Rekken en bakken.

Niet alle modellen hebben alle kenmerken.

Verdeling Manden in diepvriesgedeelte

Verwijderen: Duw de mand volledig tot aan de achterkant van het diepvriesgedeelte. Til omhoog totdat de pennen achteraan loskomen. Til de hele mand omhoog en trek hem uit.

De verdeling kan worden gebruikt om pakjes met eetwaren te ordenen. Klap voor grotere pakken het tussenschot gewoon neer.

Zorg ervoor dat u de manden helemaal naar achteren duwt alvorens de deur te sluiten.

WAARSCHUWING: Indien u in het diepvriesgedeelte geen mandjes gebruikt, kunt u slechtere resultaten krijgen. Wanneer in het diepvriesgedeelte voeding wordt opgeslagen zonder dat mandjes worden gebruikt, is het mogelijk dat de vereiste temperaturen niet worden bereikt omdat in het vriesvak de luchtstroom wordt belemmerd.

Manden in vriesvak

Verwijderen: Schuif de mand uit tot aan de stop, til de voorzijde over de stop en schuif de mand verder uit.

Zorg ervoor dat u de manden helemaal naar achteren duwt alvorens de deur te sluiten.

WAARSCHUWING: Indien u in het diepvriesgedeelte geen mandjes gebruikt, kunt u slechtere resultaten krijgen. Wanneer in het diepvriesgedeelte voeding wordt opgeslagen zonder dat mandjes worden gebruikt, is het mogelijk dat de vereiste temperaturen niet worden bereikt omdat in het vriesvak de luchtstroom wordt belemmerd.

Uitschuifbare rekken in vriesvak

Verwijderen: Schuif het rek uit tot aan de stop, til de voorzijde over de stop en schuif het rek verder uit.

Zorg ervoor dat u de rekken helemaal naar achteren duwt alvorens de deur te sluiten.

Vaste rekken in vriesvak

Er zijn twee soorten vaste rekken in het vriesvak.

Verwijderen van dit soort rek:

Til de linker kant van het rek op. Trek het rek eruit.

Verwijderen van dit soort rek:

Til de linkerkant van het rek op en laat het links naar het midden van het rek gaan.

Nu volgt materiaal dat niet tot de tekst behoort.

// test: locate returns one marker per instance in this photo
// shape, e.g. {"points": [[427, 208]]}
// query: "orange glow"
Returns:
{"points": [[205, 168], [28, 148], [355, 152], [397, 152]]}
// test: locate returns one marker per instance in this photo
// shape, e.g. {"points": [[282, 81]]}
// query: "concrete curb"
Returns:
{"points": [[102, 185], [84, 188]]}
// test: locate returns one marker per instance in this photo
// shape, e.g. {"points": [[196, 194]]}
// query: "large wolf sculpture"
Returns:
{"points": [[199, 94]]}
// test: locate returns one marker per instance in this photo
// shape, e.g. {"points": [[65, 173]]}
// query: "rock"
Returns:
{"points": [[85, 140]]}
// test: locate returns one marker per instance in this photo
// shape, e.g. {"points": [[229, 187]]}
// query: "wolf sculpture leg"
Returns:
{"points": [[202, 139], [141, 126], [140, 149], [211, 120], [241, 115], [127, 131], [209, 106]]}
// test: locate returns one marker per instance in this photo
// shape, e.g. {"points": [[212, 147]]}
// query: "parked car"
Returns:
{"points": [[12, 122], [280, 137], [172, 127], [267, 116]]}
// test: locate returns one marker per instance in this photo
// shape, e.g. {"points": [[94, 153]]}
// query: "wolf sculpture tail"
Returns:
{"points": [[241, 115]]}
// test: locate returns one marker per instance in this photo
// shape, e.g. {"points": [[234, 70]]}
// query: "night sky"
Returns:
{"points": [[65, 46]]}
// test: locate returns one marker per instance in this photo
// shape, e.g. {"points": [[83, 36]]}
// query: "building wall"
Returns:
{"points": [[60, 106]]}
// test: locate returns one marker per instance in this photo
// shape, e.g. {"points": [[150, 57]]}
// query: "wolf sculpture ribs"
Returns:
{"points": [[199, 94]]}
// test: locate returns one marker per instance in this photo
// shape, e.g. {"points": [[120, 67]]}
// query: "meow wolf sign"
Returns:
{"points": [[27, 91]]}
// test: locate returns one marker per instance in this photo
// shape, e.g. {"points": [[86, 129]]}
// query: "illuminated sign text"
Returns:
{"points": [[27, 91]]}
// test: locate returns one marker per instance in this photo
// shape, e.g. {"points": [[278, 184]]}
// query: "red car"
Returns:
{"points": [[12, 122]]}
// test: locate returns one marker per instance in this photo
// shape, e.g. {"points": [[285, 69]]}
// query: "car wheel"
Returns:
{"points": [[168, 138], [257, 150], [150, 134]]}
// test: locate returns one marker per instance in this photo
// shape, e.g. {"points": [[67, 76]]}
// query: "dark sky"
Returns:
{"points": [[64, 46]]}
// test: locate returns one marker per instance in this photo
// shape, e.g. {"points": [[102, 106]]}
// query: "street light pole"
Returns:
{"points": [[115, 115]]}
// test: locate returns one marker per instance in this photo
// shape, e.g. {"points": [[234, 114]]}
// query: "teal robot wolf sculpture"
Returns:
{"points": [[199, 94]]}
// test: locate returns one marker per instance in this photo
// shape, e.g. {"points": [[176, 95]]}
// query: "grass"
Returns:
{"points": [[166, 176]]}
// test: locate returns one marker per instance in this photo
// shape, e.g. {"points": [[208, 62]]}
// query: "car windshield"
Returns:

Draai de rechterkant van het rek omhoog en neem het uit de steunen.

224

Page 224
Image 224
GE 21, 23, 25, 27, 29 Verdeling Manden in diepvriesgedeelte, Manden in vriesvak, Uitschuifbare rekken in vriesvak

21, 23, 25, 27, 29 specifications

The GE 21, 23, 25, 27, and 29 series of locomotives represent a significant evolution in diesel-electric technology, showcasing General Electric's commitment to innovation and performance in the rail industry. These models, produced from the late 20th century to the early 21st century, are designed to meet a variety of operational needs.

The GE 21, introduced in the early 1990s, was notable for its efficiency and reliability. It utilized a 12-cylinder engine coupled with GE's innovative software systems, allowing for enhanced fuel economy and lower emissions. The locomotive's modular design enabled easy maintenance, which was a significant advantage for rail operators looking to minimize downtime.

Moving to the GE 23, this model offered increased power and improved traction systems, reflecting the industry's demand for stronger and faster trains. With an upgraded traction control system, the GE 23 provided better performance on challenging grades and under various load conditions. Its spacious cab and ergonomic controls also emphasized operator comfort and productivity.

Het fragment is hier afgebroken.